日立物流ソフトウェアだけでも取引先600社、従業員600名を超える規模で展開しているとのことです。

業界2位の日本通運はNECと提携してDXを推進しているのとは対照的な方法論だと思いますが、目指すゴールは同じです。
物流業界の構造的な非効率と人材不足をDXによって解決することと、効率を高めることはSDGsにもつながります。

物流業界の効率性の低さは深刻だ。国土交通省によると、トラックの積載効率は16年度に40%を切った。これは荷台の4割分しか荷物が載っていないことを意味する。荷物を引き継ぐ際に前工程を担当する運送業者の到着が遅れ、物流拠点での「荷待ち」が2時間に上ることも珍しくない。

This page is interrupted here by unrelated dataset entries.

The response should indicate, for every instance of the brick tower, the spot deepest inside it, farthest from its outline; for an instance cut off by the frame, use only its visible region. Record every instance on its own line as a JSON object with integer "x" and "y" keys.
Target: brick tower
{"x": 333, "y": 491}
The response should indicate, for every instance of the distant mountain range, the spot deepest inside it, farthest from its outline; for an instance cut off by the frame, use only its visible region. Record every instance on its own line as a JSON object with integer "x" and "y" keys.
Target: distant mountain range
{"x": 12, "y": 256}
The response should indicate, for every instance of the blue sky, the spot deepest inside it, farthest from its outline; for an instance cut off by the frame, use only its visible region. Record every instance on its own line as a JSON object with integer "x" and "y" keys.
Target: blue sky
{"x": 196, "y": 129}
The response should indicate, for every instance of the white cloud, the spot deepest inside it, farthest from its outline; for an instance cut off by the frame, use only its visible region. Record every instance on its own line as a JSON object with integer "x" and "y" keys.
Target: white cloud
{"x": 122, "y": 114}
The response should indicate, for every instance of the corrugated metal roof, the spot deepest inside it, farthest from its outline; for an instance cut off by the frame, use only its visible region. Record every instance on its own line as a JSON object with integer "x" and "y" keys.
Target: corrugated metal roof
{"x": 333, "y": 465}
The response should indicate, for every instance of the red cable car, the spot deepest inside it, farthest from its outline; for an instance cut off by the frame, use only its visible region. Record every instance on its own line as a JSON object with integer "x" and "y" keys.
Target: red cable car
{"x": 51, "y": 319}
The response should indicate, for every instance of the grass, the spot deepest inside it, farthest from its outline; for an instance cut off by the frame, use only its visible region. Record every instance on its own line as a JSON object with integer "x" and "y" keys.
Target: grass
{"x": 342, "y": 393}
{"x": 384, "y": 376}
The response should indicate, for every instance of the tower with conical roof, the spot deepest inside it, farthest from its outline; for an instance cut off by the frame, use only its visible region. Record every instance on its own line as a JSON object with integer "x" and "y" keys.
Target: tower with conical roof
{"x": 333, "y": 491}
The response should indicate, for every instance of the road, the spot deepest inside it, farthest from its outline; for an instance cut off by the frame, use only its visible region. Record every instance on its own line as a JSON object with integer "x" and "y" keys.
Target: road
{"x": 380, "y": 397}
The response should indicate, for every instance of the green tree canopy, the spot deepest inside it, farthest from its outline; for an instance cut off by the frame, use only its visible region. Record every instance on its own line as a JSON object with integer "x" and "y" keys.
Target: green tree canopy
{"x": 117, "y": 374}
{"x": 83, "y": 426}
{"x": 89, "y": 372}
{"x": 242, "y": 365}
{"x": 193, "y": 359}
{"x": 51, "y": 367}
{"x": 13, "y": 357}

さらに「24年問題」と呼ばれる人手不足がのしかかる。24年4月にドライバーの時間外労働の上限が月平均80時間になり、配送網を維持するのが難しくなる。各社は人材確保とともに、デジタル化を急いでいる。

2022年2月2日 日本経済新聞より

■海外への事業展開について
ちなみに日立物流はSGホールディングス(旧佐川急便)と資本・業務提携し、国内小口配送の強みとBtoB・海外展開の加速を目指しましたが、
コロナ禍によるEC需要が高まり、国内配送の強化にシフトしているSGホールディングスと、海外BtoB事業の強化を狙う日立物流との間でシナジー効果が薄れたと判断して、資本提携は弱まっています。

日立物流としては、海外事業展開の強化に向けて北米に大型物流センターを開設予定とのことで、滋賀県と兵庫県にオープンする物流センターとあわせて、積極的な投資を継続しているようです。


■成長戦略について
埼玉県春日部市に国内EC事業者向けの「SMART ウェアハウス」という倉庫のサブスクリプションサービスを提供しています(ZOZO倉庫みたいな)が戦略の主軸は引き続きBtoBの大口物流だと思われます。

コンサルティングやシステム提供を通じて、生産・物流サプライチェーンのプラットフォームを提供し、「業界全体の様々な課題の解決」に向けて取り組み、顧客サービス強化・効率化とSDGsへの対応など、日本の物流業界の底上げが日立物流をユニークなポジションにしていると思います。